Proponents of the marketing hype argue that the problem is mine, not that of inheritance. Their heuristic is that every separate idea within a method of a base class should be encapsulated in a protected, polymorphic function. It is true that if you follow this heuristic you will always get optimal code reusability. You will also go insane if you try to debug or maintain a base class designed in such a manner. The biggest problem is deciding what constitutes a separate idea. Is dynamically allocating a node of a list, perhaps as part of a copy method, a separate idea? It is not, given the classes we have discussed so far. The picture changes when one starts thinking about doubly linked lists, which contain double_nodes instead of nodes. In short, a derived class is what defines separate ideas in the base class methods. Therefore, unless you know about the derived classes, you cannot provide the necessary hooks in the base class methods. This is the bad news. The good news is that optimal reusability can be achieved with some changes to the implementation details of the base class. The important point is that a customizer needs access to the implementation of a base class. The fact that most, if not all, class libraries are sold in source-code format attests to this fact.
In this example we need to abstract out the testing for the end of lists in the base class methods into a protected polymorphic method called at_end().
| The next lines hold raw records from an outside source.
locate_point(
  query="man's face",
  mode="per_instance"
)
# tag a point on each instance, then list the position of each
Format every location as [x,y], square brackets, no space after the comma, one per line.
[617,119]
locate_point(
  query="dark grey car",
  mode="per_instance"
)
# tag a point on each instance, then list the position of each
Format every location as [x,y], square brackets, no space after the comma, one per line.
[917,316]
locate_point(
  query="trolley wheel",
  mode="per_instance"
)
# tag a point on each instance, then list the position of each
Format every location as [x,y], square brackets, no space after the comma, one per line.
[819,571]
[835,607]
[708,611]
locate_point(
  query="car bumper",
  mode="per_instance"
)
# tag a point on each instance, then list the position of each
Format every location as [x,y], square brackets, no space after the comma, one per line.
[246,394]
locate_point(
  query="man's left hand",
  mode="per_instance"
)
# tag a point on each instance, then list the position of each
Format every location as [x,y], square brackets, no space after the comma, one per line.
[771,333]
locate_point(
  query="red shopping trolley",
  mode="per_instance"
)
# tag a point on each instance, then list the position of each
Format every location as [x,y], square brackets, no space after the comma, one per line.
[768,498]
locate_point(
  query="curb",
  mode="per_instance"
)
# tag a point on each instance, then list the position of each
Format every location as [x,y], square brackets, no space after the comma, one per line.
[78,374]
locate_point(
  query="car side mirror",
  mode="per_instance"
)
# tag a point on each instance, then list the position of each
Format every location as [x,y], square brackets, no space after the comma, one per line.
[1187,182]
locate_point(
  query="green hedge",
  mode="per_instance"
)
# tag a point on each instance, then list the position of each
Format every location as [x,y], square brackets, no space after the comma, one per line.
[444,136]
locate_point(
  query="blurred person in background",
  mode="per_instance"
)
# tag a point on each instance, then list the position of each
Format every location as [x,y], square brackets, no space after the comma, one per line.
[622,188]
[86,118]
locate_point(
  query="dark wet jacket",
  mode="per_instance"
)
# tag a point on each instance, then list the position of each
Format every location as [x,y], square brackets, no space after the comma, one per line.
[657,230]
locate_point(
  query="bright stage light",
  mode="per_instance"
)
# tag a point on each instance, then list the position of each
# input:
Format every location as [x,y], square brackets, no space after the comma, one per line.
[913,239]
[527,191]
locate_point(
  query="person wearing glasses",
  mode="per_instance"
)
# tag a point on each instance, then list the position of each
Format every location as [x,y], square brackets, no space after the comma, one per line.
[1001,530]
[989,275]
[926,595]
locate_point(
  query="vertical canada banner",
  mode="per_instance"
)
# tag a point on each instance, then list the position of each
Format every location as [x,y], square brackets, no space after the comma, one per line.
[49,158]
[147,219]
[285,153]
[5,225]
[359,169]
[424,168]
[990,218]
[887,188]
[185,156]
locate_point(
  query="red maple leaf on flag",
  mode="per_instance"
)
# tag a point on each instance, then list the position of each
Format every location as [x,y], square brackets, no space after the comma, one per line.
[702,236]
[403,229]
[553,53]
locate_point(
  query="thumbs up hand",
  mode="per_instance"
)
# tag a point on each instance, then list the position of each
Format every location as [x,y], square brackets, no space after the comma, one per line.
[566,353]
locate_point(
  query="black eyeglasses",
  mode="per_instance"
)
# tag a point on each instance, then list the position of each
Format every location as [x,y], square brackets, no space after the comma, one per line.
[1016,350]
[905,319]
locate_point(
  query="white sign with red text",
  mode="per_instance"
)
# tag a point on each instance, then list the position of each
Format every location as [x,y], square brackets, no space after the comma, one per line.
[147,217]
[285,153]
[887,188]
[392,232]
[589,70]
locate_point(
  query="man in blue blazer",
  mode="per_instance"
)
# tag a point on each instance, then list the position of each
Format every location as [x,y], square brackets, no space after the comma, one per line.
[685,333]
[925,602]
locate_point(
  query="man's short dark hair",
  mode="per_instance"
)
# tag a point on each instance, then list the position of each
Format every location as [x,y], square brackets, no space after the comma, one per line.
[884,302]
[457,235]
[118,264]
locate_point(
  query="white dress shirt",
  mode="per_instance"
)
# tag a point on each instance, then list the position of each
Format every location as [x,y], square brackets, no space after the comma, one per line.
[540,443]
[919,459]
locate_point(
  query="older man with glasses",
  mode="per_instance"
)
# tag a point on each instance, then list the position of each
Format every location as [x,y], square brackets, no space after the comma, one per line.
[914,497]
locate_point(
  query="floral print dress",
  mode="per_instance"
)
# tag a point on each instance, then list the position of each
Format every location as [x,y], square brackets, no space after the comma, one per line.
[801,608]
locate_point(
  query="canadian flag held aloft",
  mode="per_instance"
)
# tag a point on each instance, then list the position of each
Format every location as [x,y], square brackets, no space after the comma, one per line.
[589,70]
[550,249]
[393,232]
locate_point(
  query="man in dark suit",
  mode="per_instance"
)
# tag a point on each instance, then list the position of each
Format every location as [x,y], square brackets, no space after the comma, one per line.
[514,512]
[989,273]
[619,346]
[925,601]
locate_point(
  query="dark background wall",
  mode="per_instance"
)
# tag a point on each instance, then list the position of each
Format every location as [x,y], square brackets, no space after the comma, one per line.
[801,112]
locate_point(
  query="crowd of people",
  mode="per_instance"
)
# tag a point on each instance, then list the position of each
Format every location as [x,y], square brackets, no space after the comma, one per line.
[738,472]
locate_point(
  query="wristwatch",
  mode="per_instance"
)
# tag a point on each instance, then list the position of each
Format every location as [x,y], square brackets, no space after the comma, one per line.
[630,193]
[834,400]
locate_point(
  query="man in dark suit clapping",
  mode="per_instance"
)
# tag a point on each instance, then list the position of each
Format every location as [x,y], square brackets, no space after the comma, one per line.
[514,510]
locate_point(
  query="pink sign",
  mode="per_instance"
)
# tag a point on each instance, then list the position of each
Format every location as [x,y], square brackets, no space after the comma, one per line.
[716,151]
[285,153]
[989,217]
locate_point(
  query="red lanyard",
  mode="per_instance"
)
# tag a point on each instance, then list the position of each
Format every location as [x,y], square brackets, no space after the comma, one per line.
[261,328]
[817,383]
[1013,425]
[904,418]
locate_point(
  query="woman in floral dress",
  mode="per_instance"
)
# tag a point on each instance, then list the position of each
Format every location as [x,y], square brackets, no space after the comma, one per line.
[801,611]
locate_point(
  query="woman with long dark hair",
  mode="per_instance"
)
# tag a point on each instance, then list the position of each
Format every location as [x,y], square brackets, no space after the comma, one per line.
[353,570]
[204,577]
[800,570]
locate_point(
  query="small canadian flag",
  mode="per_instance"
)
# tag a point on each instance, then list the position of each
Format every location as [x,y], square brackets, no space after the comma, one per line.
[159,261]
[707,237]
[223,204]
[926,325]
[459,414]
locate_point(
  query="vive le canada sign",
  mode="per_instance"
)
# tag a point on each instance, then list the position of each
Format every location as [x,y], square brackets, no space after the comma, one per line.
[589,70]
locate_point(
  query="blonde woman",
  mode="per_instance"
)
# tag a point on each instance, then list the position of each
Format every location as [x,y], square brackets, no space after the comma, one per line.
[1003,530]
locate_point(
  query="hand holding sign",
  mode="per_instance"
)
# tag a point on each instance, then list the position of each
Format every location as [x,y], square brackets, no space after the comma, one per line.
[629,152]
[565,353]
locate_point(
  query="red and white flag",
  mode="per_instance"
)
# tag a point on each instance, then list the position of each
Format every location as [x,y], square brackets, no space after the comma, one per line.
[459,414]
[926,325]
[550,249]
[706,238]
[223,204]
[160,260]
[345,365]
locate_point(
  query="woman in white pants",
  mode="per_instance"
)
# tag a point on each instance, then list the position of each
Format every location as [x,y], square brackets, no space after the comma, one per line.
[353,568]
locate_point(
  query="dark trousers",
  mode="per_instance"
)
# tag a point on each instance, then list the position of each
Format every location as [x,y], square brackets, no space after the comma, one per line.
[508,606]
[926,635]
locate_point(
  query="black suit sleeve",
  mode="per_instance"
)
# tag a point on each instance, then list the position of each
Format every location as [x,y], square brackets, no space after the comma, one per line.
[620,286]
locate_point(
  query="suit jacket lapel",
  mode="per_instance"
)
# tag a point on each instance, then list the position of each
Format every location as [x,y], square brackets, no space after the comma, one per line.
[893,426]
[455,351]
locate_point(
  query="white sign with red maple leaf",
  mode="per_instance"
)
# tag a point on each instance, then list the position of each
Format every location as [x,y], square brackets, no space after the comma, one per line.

The at_end method will simply check against NULL for the LinkedList objects and the SortedLinkedList objects (via inheritance; see Figure 5.24). However, the LinkedRing class will override this method with its own at_end method, which will test the current pointer against the head pointer.
The only party affected by the new polymorphic at_end function is the implementors of the LinkedList class. The users are unaffected, and they are the group we worry about most. Many designers point out that as a class gets older, it picks up more and more of these polymorphic hook functions, which makes it easier to get optimal reuse for free. This is entirely true and is called the maturing of the base class. Consider a sorted linked ring class. All of the necessary code is already defined in the existing classes. We simply take the at_end method of LinkedRing and the find method of SortedLinkedList. It is important to note that a new derived class may require more than one polymorphic hook function to get optimal reusability. In our class library, the doubly linked list class required five additional polymorphic hook functions in order to incorporate its abstraction optimally with that of the linked list class. Once we found the necessary abstractions, we had all of the necessary hooks for SortedDoublyLinkedList, DoublyLinkedRing, and SortedDoublyLinkedRing. In any event, these hooks are always implementation details of the base class.